Ninety-two patients with imaging, molecular, and survival data from the TCGA (The Cancer Genome Atlas)-GBM collection were included in this study. For combinatorial phenotype analysis, hierarchical clustering was used. Groups were defined based on a cutpoint obtained via tree-based partitioning. Furthermore, differential expression analysis of microRNA (miRNA) and mRNA expression data was performed using GenePattern Suite. Functional analysis of the resulting genes and miRNAs was performed using Ingenuity Pathway Analysis. Pathway analysis was performed using Gene Set Enrichment Analysis.

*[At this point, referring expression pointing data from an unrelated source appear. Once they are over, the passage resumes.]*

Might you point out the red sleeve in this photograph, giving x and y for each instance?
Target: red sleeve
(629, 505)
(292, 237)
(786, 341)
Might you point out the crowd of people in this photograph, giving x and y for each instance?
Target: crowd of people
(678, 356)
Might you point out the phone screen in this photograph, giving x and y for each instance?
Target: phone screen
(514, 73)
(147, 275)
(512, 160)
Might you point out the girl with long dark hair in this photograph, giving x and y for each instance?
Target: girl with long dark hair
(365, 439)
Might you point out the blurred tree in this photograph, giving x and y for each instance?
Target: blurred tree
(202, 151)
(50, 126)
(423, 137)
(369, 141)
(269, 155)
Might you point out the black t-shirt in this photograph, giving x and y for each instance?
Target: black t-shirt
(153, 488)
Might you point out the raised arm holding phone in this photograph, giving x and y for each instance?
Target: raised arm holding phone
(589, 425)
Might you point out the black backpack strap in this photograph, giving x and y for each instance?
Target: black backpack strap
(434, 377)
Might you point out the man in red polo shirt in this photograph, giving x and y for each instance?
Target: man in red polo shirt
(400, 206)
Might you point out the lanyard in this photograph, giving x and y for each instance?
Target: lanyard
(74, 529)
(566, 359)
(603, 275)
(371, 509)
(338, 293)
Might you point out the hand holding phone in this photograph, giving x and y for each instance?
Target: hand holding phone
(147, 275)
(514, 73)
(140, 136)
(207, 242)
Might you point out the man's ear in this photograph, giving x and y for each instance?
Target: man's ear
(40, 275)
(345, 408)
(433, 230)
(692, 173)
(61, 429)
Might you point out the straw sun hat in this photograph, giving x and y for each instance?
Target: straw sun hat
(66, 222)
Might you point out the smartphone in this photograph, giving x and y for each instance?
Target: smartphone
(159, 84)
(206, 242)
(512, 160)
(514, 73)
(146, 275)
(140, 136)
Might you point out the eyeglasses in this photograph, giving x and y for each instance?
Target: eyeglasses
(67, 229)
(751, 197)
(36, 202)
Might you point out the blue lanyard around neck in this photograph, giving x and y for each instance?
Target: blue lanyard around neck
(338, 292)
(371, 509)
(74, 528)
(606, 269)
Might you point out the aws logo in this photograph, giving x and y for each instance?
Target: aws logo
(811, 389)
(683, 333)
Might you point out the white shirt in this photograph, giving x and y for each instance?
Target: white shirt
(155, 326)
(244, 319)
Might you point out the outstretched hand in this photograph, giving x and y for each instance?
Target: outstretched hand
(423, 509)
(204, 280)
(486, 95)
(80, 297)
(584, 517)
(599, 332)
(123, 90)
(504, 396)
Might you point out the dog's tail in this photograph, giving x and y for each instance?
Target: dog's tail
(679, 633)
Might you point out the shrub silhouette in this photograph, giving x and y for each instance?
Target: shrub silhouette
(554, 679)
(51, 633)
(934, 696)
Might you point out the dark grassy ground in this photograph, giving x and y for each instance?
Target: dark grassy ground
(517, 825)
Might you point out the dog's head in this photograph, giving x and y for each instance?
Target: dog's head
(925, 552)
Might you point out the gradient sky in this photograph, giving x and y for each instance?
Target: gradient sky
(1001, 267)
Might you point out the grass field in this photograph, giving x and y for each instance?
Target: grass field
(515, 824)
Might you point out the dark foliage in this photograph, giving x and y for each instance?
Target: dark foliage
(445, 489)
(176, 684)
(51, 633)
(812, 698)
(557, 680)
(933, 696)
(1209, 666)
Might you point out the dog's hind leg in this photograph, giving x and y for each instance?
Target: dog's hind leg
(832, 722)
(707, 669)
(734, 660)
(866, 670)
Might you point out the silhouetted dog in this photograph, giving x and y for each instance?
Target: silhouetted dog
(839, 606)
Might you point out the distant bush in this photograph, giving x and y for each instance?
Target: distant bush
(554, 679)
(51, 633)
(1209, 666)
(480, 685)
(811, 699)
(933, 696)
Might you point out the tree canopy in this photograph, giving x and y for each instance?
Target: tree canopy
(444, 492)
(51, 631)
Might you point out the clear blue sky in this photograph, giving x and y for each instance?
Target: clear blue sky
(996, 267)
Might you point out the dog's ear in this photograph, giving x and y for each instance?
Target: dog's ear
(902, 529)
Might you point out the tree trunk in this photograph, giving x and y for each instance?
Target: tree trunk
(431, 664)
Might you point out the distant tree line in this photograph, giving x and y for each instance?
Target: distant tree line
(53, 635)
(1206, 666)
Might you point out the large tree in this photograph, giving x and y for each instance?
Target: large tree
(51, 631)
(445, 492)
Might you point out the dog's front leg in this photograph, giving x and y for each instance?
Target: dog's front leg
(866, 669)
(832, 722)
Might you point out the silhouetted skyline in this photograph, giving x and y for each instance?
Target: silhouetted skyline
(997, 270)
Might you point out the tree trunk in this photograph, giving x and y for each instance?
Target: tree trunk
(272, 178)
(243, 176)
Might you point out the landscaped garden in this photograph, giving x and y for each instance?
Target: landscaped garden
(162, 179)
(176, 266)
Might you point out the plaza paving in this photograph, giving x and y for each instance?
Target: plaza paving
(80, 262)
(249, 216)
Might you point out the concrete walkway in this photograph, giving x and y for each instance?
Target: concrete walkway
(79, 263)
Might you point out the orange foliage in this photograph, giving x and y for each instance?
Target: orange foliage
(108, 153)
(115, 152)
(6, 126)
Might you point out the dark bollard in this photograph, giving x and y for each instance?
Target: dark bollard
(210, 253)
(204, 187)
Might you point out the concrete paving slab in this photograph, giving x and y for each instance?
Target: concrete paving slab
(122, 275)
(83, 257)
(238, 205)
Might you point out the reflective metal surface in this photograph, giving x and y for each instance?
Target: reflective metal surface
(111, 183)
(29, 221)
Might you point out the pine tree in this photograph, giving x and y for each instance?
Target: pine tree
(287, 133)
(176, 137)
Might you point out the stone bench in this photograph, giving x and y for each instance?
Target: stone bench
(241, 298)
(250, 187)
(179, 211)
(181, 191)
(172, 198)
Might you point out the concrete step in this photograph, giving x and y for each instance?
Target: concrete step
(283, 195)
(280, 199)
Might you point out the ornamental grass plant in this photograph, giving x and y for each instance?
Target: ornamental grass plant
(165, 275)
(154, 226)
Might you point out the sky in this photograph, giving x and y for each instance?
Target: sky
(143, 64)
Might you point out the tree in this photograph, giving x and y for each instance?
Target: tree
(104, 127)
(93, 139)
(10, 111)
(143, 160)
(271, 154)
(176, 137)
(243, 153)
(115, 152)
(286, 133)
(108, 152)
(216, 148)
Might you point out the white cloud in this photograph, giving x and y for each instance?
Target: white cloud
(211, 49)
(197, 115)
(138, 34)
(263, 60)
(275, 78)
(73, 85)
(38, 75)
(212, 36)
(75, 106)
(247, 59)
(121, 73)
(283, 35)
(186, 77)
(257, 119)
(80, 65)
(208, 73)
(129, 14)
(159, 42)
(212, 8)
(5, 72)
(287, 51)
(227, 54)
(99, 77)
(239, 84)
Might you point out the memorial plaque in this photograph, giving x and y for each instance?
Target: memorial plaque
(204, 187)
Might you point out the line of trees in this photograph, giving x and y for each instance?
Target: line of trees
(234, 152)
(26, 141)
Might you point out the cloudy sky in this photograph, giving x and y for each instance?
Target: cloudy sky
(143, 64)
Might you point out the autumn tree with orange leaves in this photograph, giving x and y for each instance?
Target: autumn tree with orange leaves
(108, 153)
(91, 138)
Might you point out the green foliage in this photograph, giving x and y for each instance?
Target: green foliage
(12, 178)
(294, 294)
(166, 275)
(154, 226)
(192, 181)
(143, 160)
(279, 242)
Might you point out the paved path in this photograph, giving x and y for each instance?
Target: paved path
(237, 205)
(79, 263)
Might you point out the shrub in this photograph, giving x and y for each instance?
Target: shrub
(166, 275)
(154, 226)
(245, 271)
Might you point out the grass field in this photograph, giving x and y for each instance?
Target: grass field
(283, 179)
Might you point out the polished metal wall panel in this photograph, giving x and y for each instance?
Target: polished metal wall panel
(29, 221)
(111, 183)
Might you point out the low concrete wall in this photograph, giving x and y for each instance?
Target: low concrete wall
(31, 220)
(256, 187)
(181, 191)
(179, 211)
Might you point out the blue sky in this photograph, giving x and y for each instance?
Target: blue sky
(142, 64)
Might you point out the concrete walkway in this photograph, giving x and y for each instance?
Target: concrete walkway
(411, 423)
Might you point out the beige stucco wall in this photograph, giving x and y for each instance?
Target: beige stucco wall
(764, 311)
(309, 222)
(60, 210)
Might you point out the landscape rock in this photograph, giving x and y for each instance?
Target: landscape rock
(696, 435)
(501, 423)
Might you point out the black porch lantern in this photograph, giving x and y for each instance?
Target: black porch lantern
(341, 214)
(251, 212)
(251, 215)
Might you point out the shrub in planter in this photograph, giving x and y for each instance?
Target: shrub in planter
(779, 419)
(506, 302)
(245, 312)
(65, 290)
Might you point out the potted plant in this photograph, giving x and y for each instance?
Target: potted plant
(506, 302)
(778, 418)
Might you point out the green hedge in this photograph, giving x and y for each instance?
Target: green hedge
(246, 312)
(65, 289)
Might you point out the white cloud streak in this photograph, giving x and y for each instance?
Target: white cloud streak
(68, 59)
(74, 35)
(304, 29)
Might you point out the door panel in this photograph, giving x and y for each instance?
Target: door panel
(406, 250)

Clustering analysis reveals that image-based grouping of the patients is driven by 3 features: volume-class, hemorrhage, and T1/FLAIR-envelope ratio. A combination of these features stratifies survival in a statistically significant manner. A cutpoint analysis yields a significant survival difference in the training set (median survival difference: 12 months, p = 0.004) as well as a validation set (p = 0.0001). Specifically, a low value for any of these 3 features indicates favorable survival characteristics. Differential expression analysis between cutpoint-induced groups suggests that several immune-associated (natural killer cell activity, T-cell lymphocyte differentiation) and metabolism-associated (mitochondrial activity, oxidative phosphorylation) pathways underlie the transition of this phenotype. Integrating data for mRNA and miRNA suggests the roles of several genes regulating proliferation and invasion.


A 3-way combination of MRI phenotypes may be capable of stratifying survival in GBM. Examination of molecular processes associated with groups created by this combinatorial phenotype suggests the role of biological processes associated with growth and invasion characteristics.